Never ever be complicit in oppression especially if it is your own oppression. Never be silent when you see oppression, especially if you are the victim of a crime, even if the perpetrator is very close to you. The term sabr for the victim means to strive and persevere in seeking justice and stopping oppression. 

And never let anyone tell you any different even if that person calls him/herself a scholar. Scholars are wrong every day. Some scholars are even invested in keeping victims quiet in the name of protecting male supremacy. Don’t put up with it. To God we all are equal. By God we are demanded to stop oppression. By God we are charged with seeking justice.

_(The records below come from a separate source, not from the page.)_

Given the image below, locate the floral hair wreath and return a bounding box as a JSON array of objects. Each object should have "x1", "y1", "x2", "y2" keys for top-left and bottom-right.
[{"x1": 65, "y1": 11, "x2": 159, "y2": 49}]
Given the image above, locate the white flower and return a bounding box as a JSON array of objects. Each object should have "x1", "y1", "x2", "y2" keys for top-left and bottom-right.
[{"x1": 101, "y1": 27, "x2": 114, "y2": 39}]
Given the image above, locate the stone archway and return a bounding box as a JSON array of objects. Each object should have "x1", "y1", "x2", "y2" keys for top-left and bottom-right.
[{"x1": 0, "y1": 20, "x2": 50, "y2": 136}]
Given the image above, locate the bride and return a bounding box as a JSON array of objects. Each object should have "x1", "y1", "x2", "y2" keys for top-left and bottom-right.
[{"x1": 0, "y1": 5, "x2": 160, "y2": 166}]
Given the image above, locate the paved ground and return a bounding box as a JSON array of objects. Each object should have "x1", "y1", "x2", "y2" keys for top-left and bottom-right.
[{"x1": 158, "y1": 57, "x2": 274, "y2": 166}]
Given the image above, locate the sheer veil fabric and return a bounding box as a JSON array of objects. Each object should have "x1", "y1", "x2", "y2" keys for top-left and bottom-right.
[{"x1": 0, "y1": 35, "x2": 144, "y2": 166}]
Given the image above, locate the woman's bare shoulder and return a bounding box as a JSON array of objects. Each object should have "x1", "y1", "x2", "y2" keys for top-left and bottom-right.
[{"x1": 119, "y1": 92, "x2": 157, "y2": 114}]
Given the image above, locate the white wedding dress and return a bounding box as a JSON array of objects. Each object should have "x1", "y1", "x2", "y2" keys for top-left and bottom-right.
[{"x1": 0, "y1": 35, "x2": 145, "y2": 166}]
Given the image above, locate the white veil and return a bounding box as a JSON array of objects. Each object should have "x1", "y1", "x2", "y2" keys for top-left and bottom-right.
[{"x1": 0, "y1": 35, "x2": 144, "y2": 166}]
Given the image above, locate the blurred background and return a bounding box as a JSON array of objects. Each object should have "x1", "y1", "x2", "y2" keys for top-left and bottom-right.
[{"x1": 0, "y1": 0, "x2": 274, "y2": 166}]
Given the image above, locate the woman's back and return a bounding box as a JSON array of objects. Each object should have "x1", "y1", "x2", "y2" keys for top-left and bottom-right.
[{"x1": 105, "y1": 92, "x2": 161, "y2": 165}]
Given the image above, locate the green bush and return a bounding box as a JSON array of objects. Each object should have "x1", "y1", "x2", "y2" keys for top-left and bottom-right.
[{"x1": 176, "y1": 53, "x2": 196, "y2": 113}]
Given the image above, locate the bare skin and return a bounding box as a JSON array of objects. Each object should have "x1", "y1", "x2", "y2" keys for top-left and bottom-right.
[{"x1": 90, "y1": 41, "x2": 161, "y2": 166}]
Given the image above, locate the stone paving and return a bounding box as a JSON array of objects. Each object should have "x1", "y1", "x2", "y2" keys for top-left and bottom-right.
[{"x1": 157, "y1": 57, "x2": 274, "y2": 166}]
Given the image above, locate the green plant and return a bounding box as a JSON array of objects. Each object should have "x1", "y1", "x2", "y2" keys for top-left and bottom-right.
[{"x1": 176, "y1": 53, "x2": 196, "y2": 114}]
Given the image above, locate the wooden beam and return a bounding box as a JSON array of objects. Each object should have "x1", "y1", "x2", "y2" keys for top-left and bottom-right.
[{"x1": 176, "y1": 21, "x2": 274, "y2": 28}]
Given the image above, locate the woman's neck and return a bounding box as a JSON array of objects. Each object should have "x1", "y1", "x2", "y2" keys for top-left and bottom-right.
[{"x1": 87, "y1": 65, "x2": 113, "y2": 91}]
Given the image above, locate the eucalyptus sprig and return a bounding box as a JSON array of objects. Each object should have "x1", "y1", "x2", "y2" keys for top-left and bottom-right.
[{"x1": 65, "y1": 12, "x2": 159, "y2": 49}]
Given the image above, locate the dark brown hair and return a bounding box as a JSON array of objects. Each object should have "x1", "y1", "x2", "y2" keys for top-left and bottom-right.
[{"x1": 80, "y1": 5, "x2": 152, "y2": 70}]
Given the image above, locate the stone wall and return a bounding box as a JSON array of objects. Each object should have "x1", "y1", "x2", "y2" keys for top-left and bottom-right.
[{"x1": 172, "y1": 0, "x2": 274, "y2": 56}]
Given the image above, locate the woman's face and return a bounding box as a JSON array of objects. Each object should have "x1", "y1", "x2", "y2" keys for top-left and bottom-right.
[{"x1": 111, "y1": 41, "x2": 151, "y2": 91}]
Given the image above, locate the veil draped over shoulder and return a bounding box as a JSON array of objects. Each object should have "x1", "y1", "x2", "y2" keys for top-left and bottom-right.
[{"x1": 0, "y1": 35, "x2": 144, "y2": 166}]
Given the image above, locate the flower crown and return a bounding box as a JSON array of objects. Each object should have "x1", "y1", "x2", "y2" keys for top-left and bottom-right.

If you prefer to listen to a scholar over Allah then you should know that is worship. 

It is narrated from Adi bin Hatim (May Allah be pleased with him):
I heard the Prophet (May the peace and blessing of Allah be upon him) read this verse:

“They (Jews and Christians) took their rabbis and their monks to be their lords besides Allah, and Messiah -son of Maryam, while they were commanded to worship none but One Ilah (God Allah) La ilaha illa Huwa (none has the right to be worshiped but He). Praise and glory be to Him, (far above is He) from having the partners they associate (with Him)”. (Qur’an 9:31)

So I said to him (May Allah be pleased with him)’ “Verily, we did not worship them,” to which he replied, “Did they not make Haram what Allah made Halal so you then made it Haram, and (did they not) make Halal what Allah made Haram and you therefore made it Halal?” I said, “Yes.” He said, “That is worshiping them.” (Ahmad and At- Tirmidhi)

Criminal behavior is haram. Allowing criminal behavior and not witnessing against it is haram. Do not let the sheikhs tell you it is sabr to enable it. This is worship. Sabr when witnessing against evil, injustice, and oppression means perseverance and steadfastness in seeking justice and stopping evil and oppression. 

Sabr sometimes means to be the tree that grows through concrete and tears it up in the process.